A cave could be carved out very quickly and, if the family expanded, more easy carving could produce a nursery or storeroom in next to no time.























Aeons worth of volcanic eruptions dumped layers of mud,ash,and lava on the area. Eventually these layers compressd and turned into tufa, a soft, porous rock.
Erosion by rain,snow, and wind created a fantastic relief of rock formations resembling chimneys, cones, needles, pillars and pyramids, 
often topped by perfectly balanced gigantic slabs of rock.
Then came earthquakes to add vast valleys and oxidation to give the area the final artistic touch: rocks "painted" yellow, pink, red, russet and grey-violet.













We visited a carpet "factory" for an excellent demonstration of carpet weaving.
Double and single knots were explained. Double knots are exclusively Turkish.
We also saw a demonstration of the extraction of silk thread from silkworms.

















The ruins of an old caravanserai (Tepesidellis) on the Old Silk Road that started in China and ended at either Ephesus or Istanbul.
Serai means place for caravans.



Mt. Arsan


Agzikarahn Caravanserai
A typical caravanserai which operated on the Arksaray Kayseri Highway (part of The Old Silk Road).
It has two parts, one opened and one covered, which are used for summer and winter time. It dates from 1231.
Besides sleeping quarters, a mosque and stables, there would have been shops and trading areas.

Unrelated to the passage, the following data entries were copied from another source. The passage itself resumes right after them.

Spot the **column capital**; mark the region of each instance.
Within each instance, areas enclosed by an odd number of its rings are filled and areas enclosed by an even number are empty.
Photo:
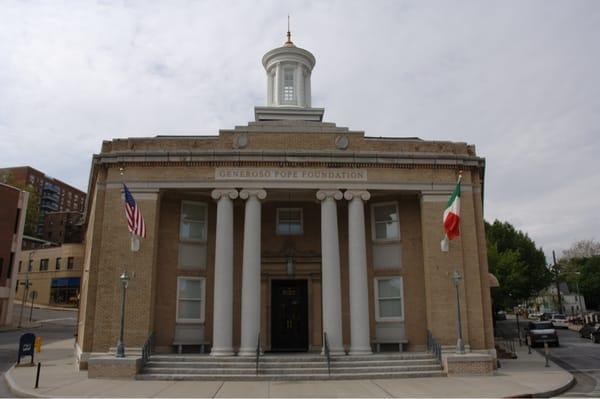
[[[327,198],[333,198],[334,200],[341,200],[344,195],[340,190],[319,190],[317,191],[317,199],[323,201]]]
[[[240,191],[241,199],[248,199],[250,197],[256,197],[259,200],[267,198],[267,192],[263,189],[245,188]]]
[[[235,188],[217,188],[210,193],[210,196],[216,200],[226,197],[236,199],[238,197],[238,191]]]
[[[368,201],[371,199],[371,193],[367,190],[346,190],[344,192],[344,198],[348,201],[353,200],[354,198]]]

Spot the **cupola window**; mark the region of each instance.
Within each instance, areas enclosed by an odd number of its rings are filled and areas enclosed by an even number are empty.
[[[296,100],[294,95],[294,70],[286,68],[283,71],[283,101],[293,103]]]

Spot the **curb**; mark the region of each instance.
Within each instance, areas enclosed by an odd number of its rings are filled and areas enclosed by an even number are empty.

We went to a Whirling Dervishes performance at Sarihan Caravanserai.
Serais were the "motels" for the caravans along the Silk road which ran from China to Ephesus or Istanbul.
People could stay for free for 3 days but there was a tax on the extensive trade that took place within.

Whirling Dervishes performance at Sarihan Caravanserai.
Dervish sects began appearing in Islamic countries from the 9th century.

The Whirling Dervishes order is based on the philosophies of Mevlana Rumi (1207-1273). 
It has principles of universal love and the oneness of creation, which states "to love man is to love God". 
The ritual takes the form of the sema, a ritual whirling dance whose purpose is to create a sphere of divine reality.
They had leather slippers to make it easier to spin on their own axis and white skirts with corded hems to make them spin out.